We happen to know she loves amaryllises like I do. So I called and asked if we could drop by tonight.

A few minutes later, she was on the sidewalk with her small dog, watching us pull up.

She was so delighted. “What color is it?” as she held the pot. The streetlights weren’t telling.

“Pink and white, it’s an Appleblossom.”

“Oh, my favorite!”

That bulb was big enough there ought to be a second stalk showing up any time to continue the show. There is nothing like watching something grow as you care for it, and amaryllises do such a spectacular job of responding to a simple daily glass of water.

Happy Valentine’s!

And to Katy’s beloved late husband: that was for you, too. Your Katy is just the best. But you knew that.



And there they go
Thursday January 05th 2012, 12:32 am
Filed under: Amaryllis,Family,Friends

(One more Parker birthday photo.)

John stayed healthy, no sign of my germs, for which we thank the heavens. And so it’s safe for him to pack to go give his grandparents a two-day hug before heading back to school. (Staying at his aunt’s just to be sure.)

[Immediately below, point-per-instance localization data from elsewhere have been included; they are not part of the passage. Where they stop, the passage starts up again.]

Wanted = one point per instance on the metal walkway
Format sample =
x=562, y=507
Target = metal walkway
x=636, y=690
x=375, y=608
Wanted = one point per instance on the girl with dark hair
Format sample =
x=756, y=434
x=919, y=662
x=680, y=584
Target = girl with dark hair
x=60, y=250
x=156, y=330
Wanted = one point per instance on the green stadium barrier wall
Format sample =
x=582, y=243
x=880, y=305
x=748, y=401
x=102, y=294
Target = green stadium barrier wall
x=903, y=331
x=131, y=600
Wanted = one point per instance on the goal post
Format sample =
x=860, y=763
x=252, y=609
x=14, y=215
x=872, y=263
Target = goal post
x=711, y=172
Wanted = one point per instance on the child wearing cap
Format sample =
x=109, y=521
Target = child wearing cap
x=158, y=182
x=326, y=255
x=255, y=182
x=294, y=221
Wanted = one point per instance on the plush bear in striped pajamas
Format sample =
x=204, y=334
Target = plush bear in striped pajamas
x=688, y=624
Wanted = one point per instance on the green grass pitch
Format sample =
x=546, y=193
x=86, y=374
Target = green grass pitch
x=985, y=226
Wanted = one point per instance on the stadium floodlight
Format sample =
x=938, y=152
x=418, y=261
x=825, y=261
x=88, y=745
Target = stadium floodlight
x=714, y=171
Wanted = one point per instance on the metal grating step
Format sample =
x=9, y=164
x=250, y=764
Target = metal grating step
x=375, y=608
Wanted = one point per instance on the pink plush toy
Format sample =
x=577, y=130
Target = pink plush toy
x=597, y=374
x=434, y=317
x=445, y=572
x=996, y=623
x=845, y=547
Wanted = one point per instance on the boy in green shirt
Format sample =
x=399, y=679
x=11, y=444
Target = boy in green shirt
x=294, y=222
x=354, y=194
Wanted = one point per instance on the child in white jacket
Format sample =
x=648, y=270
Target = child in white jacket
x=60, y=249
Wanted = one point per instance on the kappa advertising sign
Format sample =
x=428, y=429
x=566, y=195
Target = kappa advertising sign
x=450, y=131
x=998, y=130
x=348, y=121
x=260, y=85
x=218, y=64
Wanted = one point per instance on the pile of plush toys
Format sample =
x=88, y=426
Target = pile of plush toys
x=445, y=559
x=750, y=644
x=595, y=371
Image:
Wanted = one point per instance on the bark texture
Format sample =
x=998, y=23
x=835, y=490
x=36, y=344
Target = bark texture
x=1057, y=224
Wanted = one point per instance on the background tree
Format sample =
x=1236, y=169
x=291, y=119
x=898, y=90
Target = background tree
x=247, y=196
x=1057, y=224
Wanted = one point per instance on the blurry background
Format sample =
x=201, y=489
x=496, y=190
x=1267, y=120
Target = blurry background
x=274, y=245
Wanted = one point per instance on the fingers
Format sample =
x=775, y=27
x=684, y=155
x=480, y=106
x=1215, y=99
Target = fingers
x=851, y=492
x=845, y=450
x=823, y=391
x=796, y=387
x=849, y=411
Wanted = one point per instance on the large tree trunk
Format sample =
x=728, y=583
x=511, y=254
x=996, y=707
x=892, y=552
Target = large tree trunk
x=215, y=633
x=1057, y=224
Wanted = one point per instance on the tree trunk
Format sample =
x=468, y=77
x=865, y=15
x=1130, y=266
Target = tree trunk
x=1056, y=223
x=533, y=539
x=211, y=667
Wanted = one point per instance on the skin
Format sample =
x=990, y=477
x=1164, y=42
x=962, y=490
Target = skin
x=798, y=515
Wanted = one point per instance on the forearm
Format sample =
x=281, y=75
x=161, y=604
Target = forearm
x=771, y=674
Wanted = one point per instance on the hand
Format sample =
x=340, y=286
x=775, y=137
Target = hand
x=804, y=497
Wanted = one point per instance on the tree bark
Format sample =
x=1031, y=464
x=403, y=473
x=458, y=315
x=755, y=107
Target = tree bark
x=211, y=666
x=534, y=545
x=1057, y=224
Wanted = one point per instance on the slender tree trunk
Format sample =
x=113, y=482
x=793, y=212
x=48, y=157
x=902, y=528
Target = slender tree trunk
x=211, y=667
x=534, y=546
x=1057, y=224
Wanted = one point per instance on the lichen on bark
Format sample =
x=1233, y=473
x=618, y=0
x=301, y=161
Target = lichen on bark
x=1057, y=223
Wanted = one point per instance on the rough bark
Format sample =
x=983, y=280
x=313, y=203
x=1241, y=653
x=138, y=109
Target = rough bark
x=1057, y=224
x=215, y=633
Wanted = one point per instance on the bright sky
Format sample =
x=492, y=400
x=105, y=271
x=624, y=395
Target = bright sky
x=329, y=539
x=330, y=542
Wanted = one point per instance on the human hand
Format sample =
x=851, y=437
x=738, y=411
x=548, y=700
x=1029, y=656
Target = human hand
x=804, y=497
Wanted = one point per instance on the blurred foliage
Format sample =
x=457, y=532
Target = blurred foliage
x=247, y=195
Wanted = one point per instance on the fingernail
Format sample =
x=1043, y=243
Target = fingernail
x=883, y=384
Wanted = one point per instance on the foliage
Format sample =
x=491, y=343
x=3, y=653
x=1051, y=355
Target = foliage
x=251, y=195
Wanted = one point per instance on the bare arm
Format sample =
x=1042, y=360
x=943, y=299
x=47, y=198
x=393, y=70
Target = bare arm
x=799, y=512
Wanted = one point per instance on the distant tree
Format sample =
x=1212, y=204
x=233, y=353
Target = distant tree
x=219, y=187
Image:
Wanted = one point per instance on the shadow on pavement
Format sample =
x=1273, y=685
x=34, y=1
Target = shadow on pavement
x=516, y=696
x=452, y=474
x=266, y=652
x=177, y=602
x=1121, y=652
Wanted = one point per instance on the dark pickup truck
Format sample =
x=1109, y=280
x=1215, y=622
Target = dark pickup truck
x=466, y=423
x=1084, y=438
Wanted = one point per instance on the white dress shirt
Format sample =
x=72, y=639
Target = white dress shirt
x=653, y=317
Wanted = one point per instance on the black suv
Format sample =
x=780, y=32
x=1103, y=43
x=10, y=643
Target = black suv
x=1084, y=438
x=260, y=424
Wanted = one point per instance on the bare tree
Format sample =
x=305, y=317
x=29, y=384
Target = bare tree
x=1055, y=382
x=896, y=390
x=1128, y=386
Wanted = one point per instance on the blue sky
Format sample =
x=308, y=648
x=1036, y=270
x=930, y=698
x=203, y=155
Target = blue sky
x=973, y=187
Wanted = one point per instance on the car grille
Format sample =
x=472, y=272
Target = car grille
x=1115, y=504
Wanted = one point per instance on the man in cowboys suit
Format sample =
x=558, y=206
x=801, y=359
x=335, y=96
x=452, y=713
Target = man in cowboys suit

Tonight I got a chance to talk a bit with him and one of his friends whom I hadn’t seen since probably their high school graduation five years ago, and it intrigued me how important it felt: there is nothing in the world like a little face time to make someone feel like, no matter how few the moments of time scattered over however long, we are forever important to one another and that’s just simply the way it is.  A good lesson for a young man. Heck, me, too.

Michelle’s already back to class.

It’s going to be too quiet. I’ll get busy with planting some new jumbo (they’ll be huge!) amaryllis bulbs, Richard’s Christmas gift, and when I inquired of (company deleted later) what they wanted me to do with the wrong ones they sent me they told me to consider them a gift: the ones that were supposed to be in that box are now going into a new one on its way.

They grow and they blossom and they never stay quite the same.



Consider the lilies
Sunday September 25th 2011, 11:30 pm
Filed under: Amaryllis

I finally got to listen to what Lynn was referring to re Brother Uchtdorf’s address.

He said we are all known and remembered to God, and offered the metaphor of the forget-me-not flower, his favorite: it is not tall, it is not as showy and splashy as some, it is a quiet little flower, down to earth, blooming quietly away at the job it does best. Five petals, plainspoken but with a beautiful color.

Cool.

(Favorite old pictures of my own favorite flowers, showy and grandstanding and all.)



Celebrating Independence
Sunday July 03rd 2011, 11:03 pm
Filed under: Amaryllis

Happy Fourth of July!  My amaryllis is trying for the fireworks effect.